Dr. Michael Wünsche

leitet den Bachelor-Studiengang "Kindheitspädagogik" an der Pädagogischen Hochschule Freiburg.


Warum ist ein starker Bezug zum Praxisfeld für die frühpädagogische Ausbildung wichtig?


Fach- und Hochschulen können nur einen Ausschnitt von Praxiskompetenzen lehren und zu deren Entwicklung beitragen. Erst das Praxisfeld bietet die Möglichkeit, Theoriewissen anzuwenden und zu erproben. Entscheidend für die Ausbildung von Handlungskompetenz ist, dass gemeinsam mit dem Lernenden eine theoretisch und forschungsmethodisch fundierte Reflexion des Handelns stattfindet, die unterschiedliche Perspektiven einbezieht.


Was funktioniert gut bei der Kooperation der Lernorte Fachschule und Kitapraxis? Was muss in der Zusammenarbeit verbessert werden?

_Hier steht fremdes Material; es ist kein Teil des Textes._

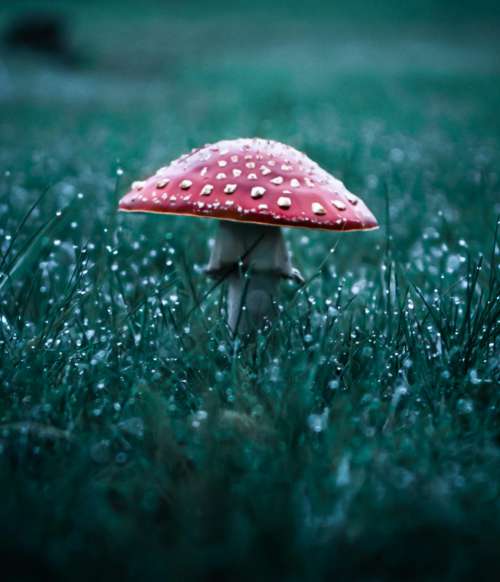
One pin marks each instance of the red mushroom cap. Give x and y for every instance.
(251, 180)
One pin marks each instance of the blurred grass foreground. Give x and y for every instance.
(356, 440)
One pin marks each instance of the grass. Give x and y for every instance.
(358, 438)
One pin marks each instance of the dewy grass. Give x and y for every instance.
(355, 439)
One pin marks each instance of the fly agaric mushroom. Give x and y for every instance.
(254, 186)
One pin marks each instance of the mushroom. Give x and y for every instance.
(254, 187)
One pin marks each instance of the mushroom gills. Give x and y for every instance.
(255, 259)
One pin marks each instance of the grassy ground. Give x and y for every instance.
(358, 439)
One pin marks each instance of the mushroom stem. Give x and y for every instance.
(256, 258)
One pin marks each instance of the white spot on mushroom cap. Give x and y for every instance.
(207, 190)
(284, 202)
(318, 208)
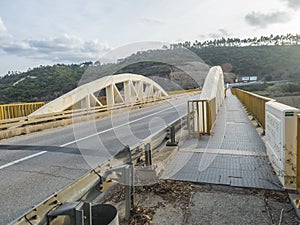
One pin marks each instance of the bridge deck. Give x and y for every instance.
(233, 155)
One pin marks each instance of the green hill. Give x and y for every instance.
(185, 67)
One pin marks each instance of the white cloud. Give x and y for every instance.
(219, 33)
(3, 29)
(263, 20)
(62, 48)
(294, 4)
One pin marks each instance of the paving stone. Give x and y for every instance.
(233, 133)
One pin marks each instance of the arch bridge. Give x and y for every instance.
(122, 88)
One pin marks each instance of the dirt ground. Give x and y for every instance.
(176, 202)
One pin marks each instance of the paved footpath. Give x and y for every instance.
(234, 154)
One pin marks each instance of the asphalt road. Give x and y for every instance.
(32, 167)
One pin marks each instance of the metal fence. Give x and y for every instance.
(10, 111)
(254, 103)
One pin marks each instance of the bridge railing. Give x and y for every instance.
(10, 111)
(254, 103)
(281, 124)
(206, 111)
(202, 113)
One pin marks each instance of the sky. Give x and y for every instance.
(44, 32)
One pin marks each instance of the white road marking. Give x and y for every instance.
(115, 127)
(23, 159)
(72, 142)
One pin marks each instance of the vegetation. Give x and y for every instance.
(286, 92)
(269, 58)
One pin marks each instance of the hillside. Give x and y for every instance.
(186, 68)
(266, 62)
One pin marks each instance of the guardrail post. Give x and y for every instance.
(148, 156)
(128, 190)
(172, 141)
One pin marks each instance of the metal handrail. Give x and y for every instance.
(86, 184)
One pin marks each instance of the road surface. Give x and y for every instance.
(34, 166)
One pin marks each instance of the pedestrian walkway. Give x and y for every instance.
(234, 154)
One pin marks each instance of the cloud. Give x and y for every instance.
(263, 20)
(294, 4)
(218, 34)
(63, 48)
(3, 29)
(149, 20)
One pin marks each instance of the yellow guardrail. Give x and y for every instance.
(183, 91)
(10, 111)
(298, 154)
(254, 103)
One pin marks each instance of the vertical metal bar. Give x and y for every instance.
(148, 157)
(79, 217)
(298, 155)
(198, 117)
(128, 190)
(189, 120)
(204, 107)
(87, 213)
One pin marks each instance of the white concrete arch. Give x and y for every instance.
(134, 88)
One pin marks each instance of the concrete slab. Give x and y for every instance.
(233, 155)
(224, 208)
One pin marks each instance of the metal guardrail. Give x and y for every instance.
(254, 103)
(10, 111)
(29, 124)
(23, 125)
(298, 155)
(90, 185)
(201, 116)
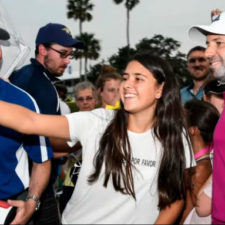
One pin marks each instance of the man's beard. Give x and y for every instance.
(50, 66)
(219, 73)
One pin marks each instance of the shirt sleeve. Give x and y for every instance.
(189, 155)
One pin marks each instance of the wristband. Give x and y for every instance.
(36, 199)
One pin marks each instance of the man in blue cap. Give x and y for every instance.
(214, 35)
(54, 50)
(15, 149)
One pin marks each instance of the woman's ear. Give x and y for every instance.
(193, 130)
(42, 50)
(159, 91)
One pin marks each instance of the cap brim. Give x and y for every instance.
(4, 35)
(79, 44)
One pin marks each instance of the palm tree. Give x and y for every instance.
(80, 10)
(91, 51)
(129, 4)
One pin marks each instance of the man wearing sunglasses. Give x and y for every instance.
(20, 190)
(54, 50)
(198, 67)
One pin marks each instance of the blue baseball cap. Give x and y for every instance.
(4, 35)
(59, 34)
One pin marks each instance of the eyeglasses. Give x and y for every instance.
(63, 54)
(199, 59)
(87, 99)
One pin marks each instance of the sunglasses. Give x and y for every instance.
(199, 59)
(87, 99)
(63, 54)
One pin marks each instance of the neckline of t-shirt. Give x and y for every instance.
(142, 133)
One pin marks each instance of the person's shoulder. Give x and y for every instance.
(24, 73)
(184, 89)
(103, 114)
(16, 95)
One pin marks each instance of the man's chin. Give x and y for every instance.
(219, 74)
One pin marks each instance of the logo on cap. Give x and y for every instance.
(216, 18)
(67, 30)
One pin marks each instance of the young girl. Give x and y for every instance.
(202, 118)
(134, 159)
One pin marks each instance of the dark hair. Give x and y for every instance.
(115, 147)
(100, 83)
(202, 115)
(196, 48)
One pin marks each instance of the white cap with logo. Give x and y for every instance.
(199, 32)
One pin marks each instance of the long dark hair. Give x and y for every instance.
(115, 149)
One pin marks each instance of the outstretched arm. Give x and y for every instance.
(38, 181)
(170, 214)
(28, 122)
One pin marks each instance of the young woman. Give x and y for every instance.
(202, 118)
(134, 159)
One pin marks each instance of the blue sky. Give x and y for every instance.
(170, 18)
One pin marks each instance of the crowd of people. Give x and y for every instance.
(139, 150)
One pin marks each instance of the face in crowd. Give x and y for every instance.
(216, 100)
(110, 93)
(86, 100)
(198, 65)
(215, 52)
(139, 90)
(56, 58)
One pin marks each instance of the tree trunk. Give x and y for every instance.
(85, 65)
(128, 28)
(80, 60)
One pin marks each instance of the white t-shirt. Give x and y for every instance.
(91, 204)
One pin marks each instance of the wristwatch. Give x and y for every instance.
(36, 199)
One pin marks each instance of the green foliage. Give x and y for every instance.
(79, 10)
(167, 48)
(91, 51)
(129, 4)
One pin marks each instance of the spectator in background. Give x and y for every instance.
(54, 50)
(198, 66)
(215, 52)
(86, 99)
(213, 93)
(62, 92)
(202, 118)
(133, 162)
(15, 149)
(108, 89)
(86, 96)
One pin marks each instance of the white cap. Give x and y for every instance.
(197, 32)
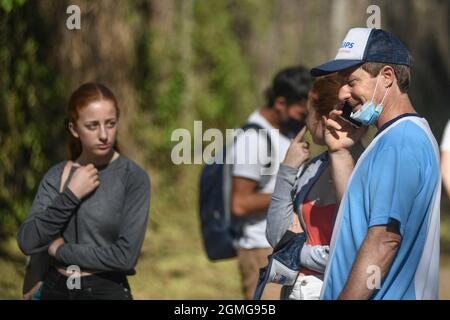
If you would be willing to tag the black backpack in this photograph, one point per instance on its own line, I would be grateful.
(220, 229)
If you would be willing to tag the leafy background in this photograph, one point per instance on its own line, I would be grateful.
(172, 62)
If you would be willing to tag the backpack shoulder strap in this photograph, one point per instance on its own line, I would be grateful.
(65, 175)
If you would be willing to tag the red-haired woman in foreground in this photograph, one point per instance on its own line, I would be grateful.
(98, 222)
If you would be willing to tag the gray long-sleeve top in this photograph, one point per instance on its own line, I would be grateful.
(281, 214)
(104, 231)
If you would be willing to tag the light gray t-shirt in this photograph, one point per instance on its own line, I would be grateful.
(251, 155)
(104, 231)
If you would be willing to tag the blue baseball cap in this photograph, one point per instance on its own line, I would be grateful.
(365, 45)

Ob die Kooperationen gelingen hängt davon ab, ob sich die Beteiligten als gleichwertig und gleichrangig anerkennen. Im Sinne der Ko-Konstruktion sollte die Interpretation und Bewertung von Handlungspraxen gleichermaßen bei den Lehrkräften von Fach- und Hochschulen sowie bei den Mentorinnen und Mentoren in den Einrichtungen liegen. Das bedeutet auch zu überdenken, in welcher Form und von welchem Lernort Kompetenzen geprüft werden und wie Lernende diese nachweisen können. 

Welche Bedeutung haben die Interaktion im Kita-Team und der kollegiale Austausch für das Mentoring der Nachwuchskräfte?

Teamlernen ist ein zentraler Bestandteil des organisationalen Lernens in den Kitas. Es erfordert einen stetigen Austausch darüber, wie sich Theorie und Praxis brechen oder auch widersprechen und welchen Einfluss individuell- biografisch basierte Wertungen auf das Handeln haben. Mehrdeutigkeit und Ambivalenzen, die bei diesem Austausch zu Tage treten, gehören zum Lernprozess.

Was bräuchte es, damit der Lernort Praxis als gleichberechtigte Ausbildungsinstanz neben der Schule bestehen kann? 

Der Lernort Praxis muss aufgewertet werden. Dazu zählt auch, dass die an der Ausbildung beteiligten Personen an beiden Lernorten gleichwertig qualifiziert sind – auch formal. Eine Grundlagenqualifikation der Praxismentorinnen und -mentoren, wie sie beispielsweise vom Bundesprogramm Lernort Praxis empfohlen wird, führt nicht weit genug.